Hallo !
Ich bin jetzt 40 Jahre alt,ich habe vor gut 3 Jahren meine schwerste Zeit gehabt,ich wurde von meinen Eltern seelisch mißhandelt,geschlagen,gemobbt,gestalkt.I n dieser Zeit hatte ich eine neue Chefin bekommen und sie war am Anfang ganz okay,aber nach einen 3/4 Jahr wurde es immer schlimmer mit ihr,da ich in einer HNO Praxis als alleinige Arzthelferin gearbeite hatte und ich unbedingt eine Kollegin brauchte habe ich meine Chefin drauf angesprochen,sie reagierte zwar drauf aber die Situation änderte sich nicht,der Stress wurde immer grösser und ich wurde immer shwächer,die ganze Energie wurde mir gezogen,ich bekam Angstzustände,Magenschmerzen,der Körper meldete sich im negativen Sinne auch zu Wort,seit knapp 3 Jahren laufe ich mit einer schwellung und Rötung am Auge rum,die Ärzte finden nichts. Naja aber nu kann ich damit Leben weil ich keine Schmerzen mehr da habe ,die waren für mich fürchterlich.Meine Chefin igorierte es das ich Schmerzen hatte ,ic solle zum Arzt gehen*hahaha* ,wie sollte ich das machen? Ich konnte mir ja keinen Termin holen und einfach weg bleiben,sie brauchte mich ja ,
sonst wäre der Praxisablauf gar nicht gegangen.Nun ja nach längerer Überlegenung entschloß ich mich dazu zum Arzt zu gehen.Und ließ mich krank schreiben,ich habe derzeit eine Freundn in Hamurg gehabt ,die mich zu sich geholt hat,sonst hätte ich weiter da unter Stress gestanden ,weil ich de Wohnung im gleichen Haus hatte.Nach gut 2 Wochen ging ich dann wieder Arbeiten,was dann passierte wußte ich vorher schon,irgendwie,sie mobbte mich,sie schaute mich nicht mehr an wenn sie mit mir redete,sie hatte mir keine Aufgabe mehr gegeben,sie hielt mich von den Patienten fern.
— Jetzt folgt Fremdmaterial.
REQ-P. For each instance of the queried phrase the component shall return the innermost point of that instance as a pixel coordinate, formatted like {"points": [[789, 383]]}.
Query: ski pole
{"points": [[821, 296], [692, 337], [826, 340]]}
Teil 1
In dieser Zeit in der ich krank war ,hatte sie eine neue angestellt,sie durfte die arbeite machen die ich vorher gemacht hatte ,naja irgendwie habe ich dann die Zeit rum bekommen,ich habe mich an die Situation angepasst,ich lachte meine Chefin immer an,wenn sie nach mir geschaut hatte,ich tat die Arbeiten mit Freude,was ihr nicht passte ;-) naja und es kam was kommen mußte nach 6 Wochen ,bei der Qurtalsabrechnung,die durfte ich ja noch machen,wie ich fertig war sollte ich zu ihr ins Zimmer,was ich tat,sie legte mir ein Schreiben vor,sie sagte lesen sie es sich durch,ich schluckte,die KÜNDIGUNG,einerseits ganz gut ,anderseits Schlecht,mein Leben war ja schon schwer genug durch den Stress bei meinen Eltern und nu das,ich habe es erstmal so hin genommen,ich fuhr am gleichen Tag wieder nach Hamburg,ich hatte es meiner Freundin schon gesimst,sie hatte einen Rechtsanwalt für mich.Mit dem ich erstmal reden sollte. Sonntag wieder zurück,montags bin ich dann wieder Arbeiten gegangen ,weil ich ein 1/2 Jahr Kündigungsschutz hatte,sie stellte mich frei am nachmittag,vormittags ging ich früher,weil ich da zur Arge mußte um mich Arbeitslos meldete.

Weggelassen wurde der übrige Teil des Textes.